The SHU is “prison inside the prison,” Rusty said. No TV, radio, or books are allowed inside, and normally no visitors go in. Rusty received special permission to take the academy graduates, themselves prisoners, into the SHU to minister. He now takes five people into the SHU every other week. He said he has more volunteers than he needs because most of them have been in the SHU before and remember the loneliness inside. Through Prison Fellowship®, they now have an opportunity to not only be ministered to, but also to minister to others.
"For me, what’s been the most touching is that God has used someone like me to do something good.”
—Rusty
A CHANGED MAN
Recently, Rusty shared his story at his church. One of Rusty’s previous arresting officers was there, who texted the pastor while Rusty was describing one of his arrests. The pastor got up in the middle of the story and read that text aloud to the congregation.
“It was crazy/powerful,” the text said. “I’ll never forget that arrest the rest of my life because it affected me.”
The officer said Rusty had been violent, crazy, and had known nothing of God. He said he would never forget that arrest, because of how much Rusty had fought him and how mean he looked. He was surprised to see the change in Rusty, and praised God for it, along with the county sheriff who was also there that day.

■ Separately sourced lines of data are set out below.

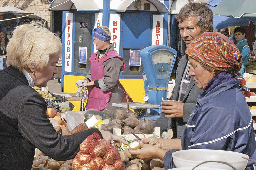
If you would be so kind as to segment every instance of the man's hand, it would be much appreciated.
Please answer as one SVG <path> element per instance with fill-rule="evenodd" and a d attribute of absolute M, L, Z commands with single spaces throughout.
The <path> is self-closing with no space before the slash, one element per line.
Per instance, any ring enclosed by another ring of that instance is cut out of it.
<path fill-rule="evenodd" d="M 81 84 L 81 85 L 79 86 L 82 87 L 88 87 L 88 88 L 90 88 L 90 87 L 92 87 L 94 85 L 94 80 L 93 80 L 90 81 L 90 82 L 88 82 L 88 83 L 83 83 L 82 84 Z"/>
<path fill-rule="evenodd" d="M 167 118 L 183 117 L 184 103 L 177 101 L 165 101 L 161 104 L 162 112 L 165 114 Z"/>

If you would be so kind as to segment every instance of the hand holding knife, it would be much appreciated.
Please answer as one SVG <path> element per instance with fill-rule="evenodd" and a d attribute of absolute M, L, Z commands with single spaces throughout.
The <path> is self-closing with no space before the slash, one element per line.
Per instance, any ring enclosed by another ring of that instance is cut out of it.
<path fill-rule="evenodd" d="M 135 138 L 137 138 L 137 139 L 139 139 L 139 140 L 140 140 L 140 141 L 141 141 L 141 142 L 143 142 L 143 141 L 142 140 L 142 139 L 141 139 L 138 136 L 135 135 L 135 134 L 134 133 L 133 133 L 133 132 L 131 132 L 131 133 L 133 135 L 133 136 L 134 136 Z"/>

“They came up to me and got to talk to me,” Rusty says. “They arrested me way more than one or two times. And just to see me where I was now, it was just glorifying God. The whole day glorified God.”
Reflecting on his story, Rusty often describes the change in his life to others like this: “Before I surrendered, I was inmate 261023, a liar, a thief, an adulterer, a drug addict, a deadbeat dad, a mean and violent person. After Jesus took over, I'm Rusty, a friend, a brother, a son, a father, a ministry leader, a good employee, a homeowner, and as far as I know, the best papa in the world. So thank you for listening to my story.”